The strengths of our study include the use of serial quarterly measures of nutritional parameters and comparisons to a control group comprising patients who remained on CHD. This is also the first study to measure the association between INHD conversion and prealbumin, a sensitive marker of nutritional status [38]. We also conducted analyses that adjusted for important confounders such as age, race, gender and dialysis vintage.

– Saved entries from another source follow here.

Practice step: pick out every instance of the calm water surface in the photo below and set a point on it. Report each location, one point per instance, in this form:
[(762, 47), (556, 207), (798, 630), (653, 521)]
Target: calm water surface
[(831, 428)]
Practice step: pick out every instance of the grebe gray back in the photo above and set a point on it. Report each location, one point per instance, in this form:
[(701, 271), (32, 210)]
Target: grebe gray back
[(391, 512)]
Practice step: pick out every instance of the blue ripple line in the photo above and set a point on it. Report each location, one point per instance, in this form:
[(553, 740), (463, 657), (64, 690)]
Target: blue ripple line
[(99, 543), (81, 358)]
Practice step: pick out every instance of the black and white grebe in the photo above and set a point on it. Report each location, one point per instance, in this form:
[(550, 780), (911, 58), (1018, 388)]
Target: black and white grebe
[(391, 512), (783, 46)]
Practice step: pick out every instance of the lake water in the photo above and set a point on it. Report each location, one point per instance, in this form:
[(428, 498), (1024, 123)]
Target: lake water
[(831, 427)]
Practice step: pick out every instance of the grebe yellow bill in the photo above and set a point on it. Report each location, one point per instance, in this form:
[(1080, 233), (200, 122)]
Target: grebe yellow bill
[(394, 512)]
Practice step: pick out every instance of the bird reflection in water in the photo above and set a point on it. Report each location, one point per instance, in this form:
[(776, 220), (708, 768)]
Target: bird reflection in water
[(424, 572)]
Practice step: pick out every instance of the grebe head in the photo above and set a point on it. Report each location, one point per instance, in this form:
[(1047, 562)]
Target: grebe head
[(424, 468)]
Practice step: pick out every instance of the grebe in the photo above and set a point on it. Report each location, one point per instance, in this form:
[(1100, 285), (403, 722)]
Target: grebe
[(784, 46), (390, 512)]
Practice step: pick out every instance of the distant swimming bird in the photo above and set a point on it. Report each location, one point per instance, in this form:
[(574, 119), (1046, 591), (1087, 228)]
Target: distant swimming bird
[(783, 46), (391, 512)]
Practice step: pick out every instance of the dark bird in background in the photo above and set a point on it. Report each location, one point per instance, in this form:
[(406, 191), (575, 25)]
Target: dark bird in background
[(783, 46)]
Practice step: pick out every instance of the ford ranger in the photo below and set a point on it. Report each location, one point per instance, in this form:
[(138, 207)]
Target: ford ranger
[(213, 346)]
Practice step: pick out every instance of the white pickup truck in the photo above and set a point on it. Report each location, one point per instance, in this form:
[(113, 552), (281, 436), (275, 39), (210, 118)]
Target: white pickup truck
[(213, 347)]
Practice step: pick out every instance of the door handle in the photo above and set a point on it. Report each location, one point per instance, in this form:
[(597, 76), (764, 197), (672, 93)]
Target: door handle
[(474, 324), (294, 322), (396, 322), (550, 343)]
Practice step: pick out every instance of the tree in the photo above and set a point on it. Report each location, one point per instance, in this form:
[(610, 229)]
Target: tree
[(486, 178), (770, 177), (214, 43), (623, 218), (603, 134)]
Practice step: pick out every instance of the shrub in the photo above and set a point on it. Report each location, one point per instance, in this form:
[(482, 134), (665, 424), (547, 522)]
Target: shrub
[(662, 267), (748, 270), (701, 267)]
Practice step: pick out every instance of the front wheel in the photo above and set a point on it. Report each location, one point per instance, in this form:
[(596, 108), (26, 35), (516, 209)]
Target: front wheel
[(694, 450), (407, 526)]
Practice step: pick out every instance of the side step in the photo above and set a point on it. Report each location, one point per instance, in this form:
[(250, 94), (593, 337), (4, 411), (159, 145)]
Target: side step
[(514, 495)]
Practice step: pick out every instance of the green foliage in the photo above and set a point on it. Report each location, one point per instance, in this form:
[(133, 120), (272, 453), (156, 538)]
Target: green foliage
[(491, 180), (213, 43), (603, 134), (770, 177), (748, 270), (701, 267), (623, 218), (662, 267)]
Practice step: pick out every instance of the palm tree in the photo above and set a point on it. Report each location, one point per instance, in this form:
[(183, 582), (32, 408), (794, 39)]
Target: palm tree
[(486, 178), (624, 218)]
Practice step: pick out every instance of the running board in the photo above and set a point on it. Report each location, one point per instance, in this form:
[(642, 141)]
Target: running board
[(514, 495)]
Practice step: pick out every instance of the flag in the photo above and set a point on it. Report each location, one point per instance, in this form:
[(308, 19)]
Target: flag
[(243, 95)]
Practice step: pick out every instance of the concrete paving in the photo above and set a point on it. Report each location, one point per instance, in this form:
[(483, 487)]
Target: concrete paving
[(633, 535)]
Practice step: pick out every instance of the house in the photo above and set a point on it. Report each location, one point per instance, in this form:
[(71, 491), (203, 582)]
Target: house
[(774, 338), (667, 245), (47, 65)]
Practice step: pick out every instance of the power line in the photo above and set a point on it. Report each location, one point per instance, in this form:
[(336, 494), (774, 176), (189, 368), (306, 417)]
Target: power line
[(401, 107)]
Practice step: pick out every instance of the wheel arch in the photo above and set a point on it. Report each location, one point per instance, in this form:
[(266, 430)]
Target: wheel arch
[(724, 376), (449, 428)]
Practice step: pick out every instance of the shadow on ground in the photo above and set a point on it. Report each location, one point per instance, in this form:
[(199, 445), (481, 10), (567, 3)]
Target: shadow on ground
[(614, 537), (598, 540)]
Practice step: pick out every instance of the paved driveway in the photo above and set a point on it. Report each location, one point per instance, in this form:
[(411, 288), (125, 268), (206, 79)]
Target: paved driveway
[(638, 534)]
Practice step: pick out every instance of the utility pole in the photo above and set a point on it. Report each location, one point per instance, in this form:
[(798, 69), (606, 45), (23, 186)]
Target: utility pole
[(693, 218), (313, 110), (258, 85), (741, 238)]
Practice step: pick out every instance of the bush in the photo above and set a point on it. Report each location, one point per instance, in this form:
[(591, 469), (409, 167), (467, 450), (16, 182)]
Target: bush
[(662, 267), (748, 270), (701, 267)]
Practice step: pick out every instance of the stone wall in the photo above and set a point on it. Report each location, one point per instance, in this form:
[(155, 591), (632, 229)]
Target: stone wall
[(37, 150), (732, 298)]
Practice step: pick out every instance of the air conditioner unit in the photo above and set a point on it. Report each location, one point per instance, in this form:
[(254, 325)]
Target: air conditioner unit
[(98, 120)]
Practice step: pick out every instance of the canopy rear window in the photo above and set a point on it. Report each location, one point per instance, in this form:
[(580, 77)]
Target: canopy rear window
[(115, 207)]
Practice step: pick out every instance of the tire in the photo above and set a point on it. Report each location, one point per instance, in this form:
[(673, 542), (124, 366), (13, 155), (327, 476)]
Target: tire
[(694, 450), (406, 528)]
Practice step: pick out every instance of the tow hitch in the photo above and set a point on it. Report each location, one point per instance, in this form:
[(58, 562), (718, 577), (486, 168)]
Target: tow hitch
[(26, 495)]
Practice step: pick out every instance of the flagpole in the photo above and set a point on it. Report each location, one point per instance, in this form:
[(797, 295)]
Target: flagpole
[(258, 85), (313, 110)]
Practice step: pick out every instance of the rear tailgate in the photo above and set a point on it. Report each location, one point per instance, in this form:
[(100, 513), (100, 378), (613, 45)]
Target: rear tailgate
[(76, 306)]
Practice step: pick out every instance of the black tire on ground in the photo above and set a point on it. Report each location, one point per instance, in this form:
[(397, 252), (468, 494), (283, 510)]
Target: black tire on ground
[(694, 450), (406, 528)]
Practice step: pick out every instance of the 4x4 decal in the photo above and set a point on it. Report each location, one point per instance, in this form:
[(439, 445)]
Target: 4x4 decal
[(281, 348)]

However, there are important limitations to consider. First, our study was limited by a small sample size, lack of randomization and lack of dietary records from participants. Second, unequal frequency of the follow-up nutrition counseling by the dietitians between the two groups is another limitation. However, the less access to dietitian in the INHD group might even lead to underestimation of the effect of INHD. Third, patients were enrolled from only two centers in Canada, which may limit the generalizability of the results, but our inclusion and exclusion criteria were broad, and control patients were representative of the general HD population with no medical contraindications to INHD conversion. Third, we did not directly measure fat and muscle mass and we used serum creatinine and body weight as surrogates. Finally, though the impact of INHD on nutritional and inflammatory parameters was modest, it is possible that greater dialysis intensification (e.g., as delivered by nightly home nocturnal dialysis) would have been associated with benefit. Unfortunately, we did not include such patients in our cohort.

In conclusion, conversion to INHD was associated with greater intedialytic weight gain and relatively stable body mass, which supports the notion that INHD permits more liberal dietary intake. It was also associated with an initial decline followed by a significant increase in serum creatinine concentration which, in the face of stable dialytic clearance, might suggest increased muscle mass. Though cholesterol concentration rose in patients who commenced INHD, there was no evidence that conversion to INHD suppressed inflammation or had a salutary effect on other nutritional markers.